Le regole di ingaggio, inserite nella routine casa-scuola erano quasi banali: a quattordici anni il cinquantino da cross, botta di vita, iniezione di autostima, prima responsabilità e primo vero strattone al cordone ombelicale; un passaporto indispensabile per far parte del gruppo e libertà di muoversi quasi a piacimento. Ma - i ragazzi sono sempre stati ingordi - se appena se ne intravedeva la possibilità, si stava tesi come belve ad aspettare quel compleanno delle sedici primavere perché lì c’era lo strappo definitivo. Il prima e il dopo. E quindi avevo appunto sedici anni, la patente A che mi bruciava in tasca e mio padre che non so come, non avevo successi scolastici da esibire e non ero neanche troppo petulante, acconsentì a farmi sostituire il motorino con una moto vera. La centoventicinque . E’ solo un numero, ma cambia tutta la prospettiva: va a più di cento all’ora, ha la targa e puoi portare un passeggero. Vai in capo al mondo, se vuoi .

Beh, la farò breve, perché non voglio parlare del lungo periodo di felice tensione iniziato col sì di mio papà e culminato col mio sedere sul sellino, ma concentrarmi su un momento preciso, solo due ore, per la precisione.

La moto in questione la vendeva Giorgio, un amico di famiglia e si trovava in un box a Lanzo d’Intelvi. Era primavera inoltrata e un mattino andammo a prenderla.

Sollevata la saracinesca la vidi: mi sembrò enorme. L’amico armeggiò e scalciò sulla pedivella finché si accese. E quel rumore sordo, possente, così diverso dal suono argentino del mio motorino mi diede il capogiro . Vabbè, lo so che fa ridere, era una Gilera 125 5V del 1968, mica una moto da gran premio, ma allora è inutile che ve lo racconti, se fate così.

Torniamo alla felicità, che è meglio: no, non era esplosa, non ancora, adesso era un misto di eccitazione e di paura e poi c’era lì mio padre, l’amico…dovevo fingere dignità; parlavano, ma io non li ascoltavo.

La moto era sul cavalletto, borbottava al minimo: ci salii come si scala una montagna amica, ma si sa pericolosa. Era tutto diverso, più grande, più morbido, più non lo so. La pedivella del cambio sulla destra e l’innesto della prima verso l’alto (al contrario del 90% delle moto, ma la scuola italiana allora voleva così) furono scogli superati all’istante; a sedici anni si è molto svegli

Ricordo poi la fretta, la frenesia quasi al limite della scortesia: padre, ti saluto, non starmi dietro che mi metti l’ansia, né davanti, che vai fuori strada tu sui tornanti della Sighignola.

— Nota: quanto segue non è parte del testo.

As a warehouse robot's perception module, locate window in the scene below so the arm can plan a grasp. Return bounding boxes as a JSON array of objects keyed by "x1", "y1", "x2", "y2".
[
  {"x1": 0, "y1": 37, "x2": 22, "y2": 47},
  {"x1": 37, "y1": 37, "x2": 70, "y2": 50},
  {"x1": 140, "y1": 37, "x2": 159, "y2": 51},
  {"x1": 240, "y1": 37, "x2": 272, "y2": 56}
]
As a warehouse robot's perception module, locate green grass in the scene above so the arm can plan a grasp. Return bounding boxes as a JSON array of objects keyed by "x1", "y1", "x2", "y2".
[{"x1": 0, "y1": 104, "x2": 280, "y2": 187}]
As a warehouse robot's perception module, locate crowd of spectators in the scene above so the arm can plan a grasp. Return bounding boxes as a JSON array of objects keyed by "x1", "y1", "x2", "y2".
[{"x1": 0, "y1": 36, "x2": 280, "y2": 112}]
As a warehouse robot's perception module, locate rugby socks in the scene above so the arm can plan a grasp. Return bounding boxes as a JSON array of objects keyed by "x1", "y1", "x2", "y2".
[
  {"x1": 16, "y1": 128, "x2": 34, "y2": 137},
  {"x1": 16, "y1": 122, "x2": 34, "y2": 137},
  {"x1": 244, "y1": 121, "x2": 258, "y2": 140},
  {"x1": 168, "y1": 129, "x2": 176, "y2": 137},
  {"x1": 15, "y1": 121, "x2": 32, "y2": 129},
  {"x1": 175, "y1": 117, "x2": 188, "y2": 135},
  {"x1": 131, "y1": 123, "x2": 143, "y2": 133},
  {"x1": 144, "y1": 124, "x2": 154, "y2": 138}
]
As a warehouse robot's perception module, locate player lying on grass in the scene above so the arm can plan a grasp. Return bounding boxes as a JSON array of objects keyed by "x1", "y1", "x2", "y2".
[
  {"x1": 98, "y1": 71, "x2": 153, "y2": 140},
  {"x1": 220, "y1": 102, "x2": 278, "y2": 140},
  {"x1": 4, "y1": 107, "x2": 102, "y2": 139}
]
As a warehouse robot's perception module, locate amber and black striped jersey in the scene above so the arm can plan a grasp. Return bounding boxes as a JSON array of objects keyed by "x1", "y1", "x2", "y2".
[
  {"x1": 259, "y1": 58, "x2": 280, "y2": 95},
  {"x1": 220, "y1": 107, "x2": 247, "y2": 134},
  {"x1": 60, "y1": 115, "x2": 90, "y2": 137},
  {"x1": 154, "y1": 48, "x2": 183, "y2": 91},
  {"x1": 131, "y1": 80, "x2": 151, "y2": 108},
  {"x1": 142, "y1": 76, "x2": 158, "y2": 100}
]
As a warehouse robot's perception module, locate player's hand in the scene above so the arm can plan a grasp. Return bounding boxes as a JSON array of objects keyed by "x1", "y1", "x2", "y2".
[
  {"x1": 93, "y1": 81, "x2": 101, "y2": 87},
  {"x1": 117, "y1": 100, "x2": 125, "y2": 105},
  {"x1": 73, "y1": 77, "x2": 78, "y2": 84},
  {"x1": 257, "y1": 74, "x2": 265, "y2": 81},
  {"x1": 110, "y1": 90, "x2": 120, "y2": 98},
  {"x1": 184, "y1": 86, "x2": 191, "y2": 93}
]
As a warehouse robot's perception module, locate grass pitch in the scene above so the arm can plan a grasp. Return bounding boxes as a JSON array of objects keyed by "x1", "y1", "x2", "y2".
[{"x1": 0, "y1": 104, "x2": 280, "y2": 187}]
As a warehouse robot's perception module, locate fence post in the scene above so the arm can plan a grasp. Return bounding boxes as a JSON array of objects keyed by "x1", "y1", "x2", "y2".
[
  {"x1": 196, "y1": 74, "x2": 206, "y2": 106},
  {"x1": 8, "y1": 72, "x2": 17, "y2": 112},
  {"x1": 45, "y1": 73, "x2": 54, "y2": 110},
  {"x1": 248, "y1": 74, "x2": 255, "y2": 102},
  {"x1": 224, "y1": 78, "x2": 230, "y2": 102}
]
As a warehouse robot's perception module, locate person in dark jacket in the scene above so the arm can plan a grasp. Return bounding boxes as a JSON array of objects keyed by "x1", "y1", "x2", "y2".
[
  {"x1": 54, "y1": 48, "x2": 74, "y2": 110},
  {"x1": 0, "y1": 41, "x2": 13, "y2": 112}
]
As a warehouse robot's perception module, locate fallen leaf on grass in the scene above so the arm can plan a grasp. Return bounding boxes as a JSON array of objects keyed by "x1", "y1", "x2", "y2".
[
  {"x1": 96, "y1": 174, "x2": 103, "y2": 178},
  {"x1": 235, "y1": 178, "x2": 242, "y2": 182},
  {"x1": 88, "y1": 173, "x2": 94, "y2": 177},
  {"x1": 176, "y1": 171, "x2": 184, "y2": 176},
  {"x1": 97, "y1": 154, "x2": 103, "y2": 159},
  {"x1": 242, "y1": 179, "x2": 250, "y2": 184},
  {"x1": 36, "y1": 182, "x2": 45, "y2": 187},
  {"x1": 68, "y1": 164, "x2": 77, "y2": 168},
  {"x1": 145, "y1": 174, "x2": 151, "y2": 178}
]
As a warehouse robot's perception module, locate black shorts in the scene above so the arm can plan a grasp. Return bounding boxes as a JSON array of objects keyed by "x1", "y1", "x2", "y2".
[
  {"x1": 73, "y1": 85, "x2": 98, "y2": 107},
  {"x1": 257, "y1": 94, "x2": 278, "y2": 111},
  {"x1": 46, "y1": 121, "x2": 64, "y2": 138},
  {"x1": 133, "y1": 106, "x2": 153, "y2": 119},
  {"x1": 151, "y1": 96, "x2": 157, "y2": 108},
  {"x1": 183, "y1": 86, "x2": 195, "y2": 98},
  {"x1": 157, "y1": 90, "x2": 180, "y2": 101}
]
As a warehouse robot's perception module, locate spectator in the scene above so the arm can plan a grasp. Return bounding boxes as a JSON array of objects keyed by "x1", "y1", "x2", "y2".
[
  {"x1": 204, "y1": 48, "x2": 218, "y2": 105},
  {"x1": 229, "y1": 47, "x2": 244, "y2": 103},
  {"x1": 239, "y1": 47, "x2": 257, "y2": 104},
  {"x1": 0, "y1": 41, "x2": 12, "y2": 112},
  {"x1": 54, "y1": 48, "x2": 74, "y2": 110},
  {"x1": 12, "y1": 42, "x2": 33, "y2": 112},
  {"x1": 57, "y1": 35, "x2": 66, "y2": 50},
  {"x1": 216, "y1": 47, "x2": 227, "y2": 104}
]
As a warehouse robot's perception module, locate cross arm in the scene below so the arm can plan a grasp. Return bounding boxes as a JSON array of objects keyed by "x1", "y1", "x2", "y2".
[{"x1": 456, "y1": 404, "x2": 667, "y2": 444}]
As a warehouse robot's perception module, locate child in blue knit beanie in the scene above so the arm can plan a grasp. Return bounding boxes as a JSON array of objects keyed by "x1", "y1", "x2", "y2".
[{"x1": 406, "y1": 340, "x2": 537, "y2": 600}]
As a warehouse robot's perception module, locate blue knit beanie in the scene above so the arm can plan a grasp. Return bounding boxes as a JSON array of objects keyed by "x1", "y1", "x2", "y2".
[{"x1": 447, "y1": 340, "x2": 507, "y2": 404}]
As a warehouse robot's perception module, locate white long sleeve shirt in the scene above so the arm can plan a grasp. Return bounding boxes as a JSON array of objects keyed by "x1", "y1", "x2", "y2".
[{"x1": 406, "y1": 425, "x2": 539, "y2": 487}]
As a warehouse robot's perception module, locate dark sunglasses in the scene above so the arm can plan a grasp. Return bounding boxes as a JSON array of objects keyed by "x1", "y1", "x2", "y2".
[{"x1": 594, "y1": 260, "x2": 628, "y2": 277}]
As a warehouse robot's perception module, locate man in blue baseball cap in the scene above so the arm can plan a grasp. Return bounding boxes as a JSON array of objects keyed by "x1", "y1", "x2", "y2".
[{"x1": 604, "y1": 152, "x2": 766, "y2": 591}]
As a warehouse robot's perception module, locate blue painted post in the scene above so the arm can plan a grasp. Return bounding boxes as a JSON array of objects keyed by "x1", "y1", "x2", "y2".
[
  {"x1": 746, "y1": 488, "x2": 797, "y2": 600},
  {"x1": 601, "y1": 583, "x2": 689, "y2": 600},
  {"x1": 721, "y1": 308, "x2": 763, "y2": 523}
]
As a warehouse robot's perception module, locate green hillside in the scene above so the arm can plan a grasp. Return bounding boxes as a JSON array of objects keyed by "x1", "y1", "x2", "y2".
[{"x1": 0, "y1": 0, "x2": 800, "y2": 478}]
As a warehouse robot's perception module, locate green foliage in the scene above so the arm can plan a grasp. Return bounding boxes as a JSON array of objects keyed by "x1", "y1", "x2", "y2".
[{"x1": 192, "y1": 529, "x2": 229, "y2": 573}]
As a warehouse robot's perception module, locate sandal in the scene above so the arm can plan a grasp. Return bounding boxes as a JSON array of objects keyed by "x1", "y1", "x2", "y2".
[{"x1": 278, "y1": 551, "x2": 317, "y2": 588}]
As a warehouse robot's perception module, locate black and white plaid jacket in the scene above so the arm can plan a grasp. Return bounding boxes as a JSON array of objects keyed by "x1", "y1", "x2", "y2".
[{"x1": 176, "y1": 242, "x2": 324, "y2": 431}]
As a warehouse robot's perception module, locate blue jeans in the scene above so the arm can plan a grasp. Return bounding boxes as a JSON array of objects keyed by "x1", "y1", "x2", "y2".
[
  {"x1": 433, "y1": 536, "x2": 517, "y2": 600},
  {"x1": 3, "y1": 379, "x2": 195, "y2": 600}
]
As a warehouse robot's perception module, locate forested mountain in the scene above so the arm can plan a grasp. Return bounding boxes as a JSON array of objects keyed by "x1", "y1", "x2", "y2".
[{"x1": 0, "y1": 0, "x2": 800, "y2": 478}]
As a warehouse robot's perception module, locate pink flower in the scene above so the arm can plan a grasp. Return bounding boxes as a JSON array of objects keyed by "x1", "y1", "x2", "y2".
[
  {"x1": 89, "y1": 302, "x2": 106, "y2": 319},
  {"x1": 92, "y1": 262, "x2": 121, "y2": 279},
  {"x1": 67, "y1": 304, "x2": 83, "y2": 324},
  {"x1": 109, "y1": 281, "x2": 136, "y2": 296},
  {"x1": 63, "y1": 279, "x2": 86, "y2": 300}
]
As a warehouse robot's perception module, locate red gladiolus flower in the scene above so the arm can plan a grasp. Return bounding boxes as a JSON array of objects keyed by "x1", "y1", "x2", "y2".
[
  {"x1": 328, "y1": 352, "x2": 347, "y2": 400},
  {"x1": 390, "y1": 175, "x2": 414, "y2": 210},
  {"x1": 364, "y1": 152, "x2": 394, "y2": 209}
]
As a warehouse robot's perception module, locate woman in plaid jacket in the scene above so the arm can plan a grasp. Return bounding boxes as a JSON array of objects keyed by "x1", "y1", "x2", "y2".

Breve battibecco, ma ci accordiamo: lasciami, ci vediamo a Milano. Vai piano.

Ed è qui che inizia la famosa parentesi di due ore di felicità . Dieci minuti guardinghi, la strada è brutta, sono in seconda in discesa e va già più forte del mio motorino. Ha cinque marce, se tanto mi dà tanto mi strapperà le braccia, in rettilineo. Finalmente un falsopiano: terza, quarta. No, non è possibile, non finisce mai, va come un treno e lo sto guidando io, il treno.

La strada vola sotto di me, c’è poco traffico, azzardo un sorpasso, uno di quelli che col vecchio motorino sarebbe stato una lunghissima sequenza di speriamo-non-arrivi-nessuno-di-fronte-che-mi-pareva-andasse-più-piano e invece ora è solo un piccolo angolo di polso sulla manopola e sfilo via in un attimo. E i freni, i freni sono incredibili (adesso, con quei due minuscoli freni a tamburo mi verrebbe l’infarto ogni secondo, abituato a quelli moderni a doppio disco), sono in sella da mezz’ora e già la sento fatta su misura. Un guizzo di lucidità mi riporta alle ultime parole sentite a Lanzo: “Fai benzina, che è quasi a secco”. Ecco un distributore. Mi fermo lentamente, con mestiere, come Steve Mc Queen; tolgo i guanti adagio, ma resto sulla moto perché ho paura di non riuscire a metterla sul cavalletto e oggi di figuracce non se ne possono fare. Il pieno. Pago come paga un uomo, saluto e via.